В ином роде был мой университетский товарищ. В высшей степени трудолюбивый и богатый опытом судья, он, не мудрствуя лукаво, добросовестно тянул свою лямку, искренне преданный делу мировой юстиции и не желавший ее променять ни на что. Это был настоящий городской мировой судья, сжившийся с населением своего околотка, изучивший его нравы, радости и беды и в общении с ним нашедший задачу своей жизни. Я никогда не слышал, чтобы он жаловался на усталость или стремился отдохнуть.
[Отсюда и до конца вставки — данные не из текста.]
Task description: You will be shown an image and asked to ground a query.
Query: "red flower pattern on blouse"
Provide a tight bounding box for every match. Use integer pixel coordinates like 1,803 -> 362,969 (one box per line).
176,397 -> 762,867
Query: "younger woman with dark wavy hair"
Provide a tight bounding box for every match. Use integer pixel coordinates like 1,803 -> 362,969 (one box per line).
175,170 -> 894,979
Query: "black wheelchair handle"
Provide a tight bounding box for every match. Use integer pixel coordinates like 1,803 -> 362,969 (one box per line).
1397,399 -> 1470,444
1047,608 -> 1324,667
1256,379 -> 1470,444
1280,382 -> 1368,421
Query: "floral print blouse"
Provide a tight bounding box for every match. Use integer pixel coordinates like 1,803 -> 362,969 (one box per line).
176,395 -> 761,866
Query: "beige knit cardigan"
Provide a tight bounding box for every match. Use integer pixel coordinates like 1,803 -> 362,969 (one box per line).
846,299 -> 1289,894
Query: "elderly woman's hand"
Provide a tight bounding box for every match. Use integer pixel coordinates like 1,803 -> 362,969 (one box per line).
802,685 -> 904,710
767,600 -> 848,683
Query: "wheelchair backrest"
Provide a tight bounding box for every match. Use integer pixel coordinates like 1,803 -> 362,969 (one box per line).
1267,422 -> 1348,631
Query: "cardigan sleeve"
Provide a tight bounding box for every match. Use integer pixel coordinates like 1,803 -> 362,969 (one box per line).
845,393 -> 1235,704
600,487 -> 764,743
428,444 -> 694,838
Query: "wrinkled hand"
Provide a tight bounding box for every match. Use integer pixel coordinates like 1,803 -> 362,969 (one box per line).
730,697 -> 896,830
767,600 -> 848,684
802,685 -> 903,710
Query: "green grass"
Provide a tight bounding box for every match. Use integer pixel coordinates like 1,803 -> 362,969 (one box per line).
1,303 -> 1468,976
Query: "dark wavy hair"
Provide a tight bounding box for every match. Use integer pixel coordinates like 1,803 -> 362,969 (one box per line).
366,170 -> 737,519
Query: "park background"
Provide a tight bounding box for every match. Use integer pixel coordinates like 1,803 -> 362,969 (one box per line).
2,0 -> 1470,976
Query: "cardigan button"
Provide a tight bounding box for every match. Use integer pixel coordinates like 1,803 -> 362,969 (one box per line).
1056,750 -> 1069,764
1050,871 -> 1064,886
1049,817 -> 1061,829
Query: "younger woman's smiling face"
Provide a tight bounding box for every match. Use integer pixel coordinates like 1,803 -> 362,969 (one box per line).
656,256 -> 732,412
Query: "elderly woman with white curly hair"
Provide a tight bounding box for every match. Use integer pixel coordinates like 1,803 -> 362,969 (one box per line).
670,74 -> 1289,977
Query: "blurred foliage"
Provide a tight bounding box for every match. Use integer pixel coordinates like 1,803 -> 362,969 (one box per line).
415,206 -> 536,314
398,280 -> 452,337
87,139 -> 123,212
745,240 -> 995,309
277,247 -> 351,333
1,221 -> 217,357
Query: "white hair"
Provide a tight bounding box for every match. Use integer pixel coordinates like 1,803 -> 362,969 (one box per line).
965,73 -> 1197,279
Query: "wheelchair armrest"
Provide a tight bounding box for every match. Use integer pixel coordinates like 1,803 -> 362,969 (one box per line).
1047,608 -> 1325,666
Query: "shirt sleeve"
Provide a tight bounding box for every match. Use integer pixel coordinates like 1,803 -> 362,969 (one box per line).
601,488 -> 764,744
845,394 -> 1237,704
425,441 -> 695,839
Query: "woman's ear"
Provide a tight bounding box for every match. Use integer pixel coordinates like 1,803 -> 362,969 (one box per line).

Напротив, мне лично пришлось испытать, до какой степени даже летний Петербург с его летом, похожим, выражаясь словами Гейне, на «выкрашенную в зеленую краску зиму», был мил и дорог сердцу этого коренного своего обывателя. Летом 1873 года, встретив меня и узнав, что я собираюсь с морских купаний проехать в Италию, он просил меня съехаться с ним в Люцерне и предпринять дальнейшее – первое в его жизни – путешествие вместе.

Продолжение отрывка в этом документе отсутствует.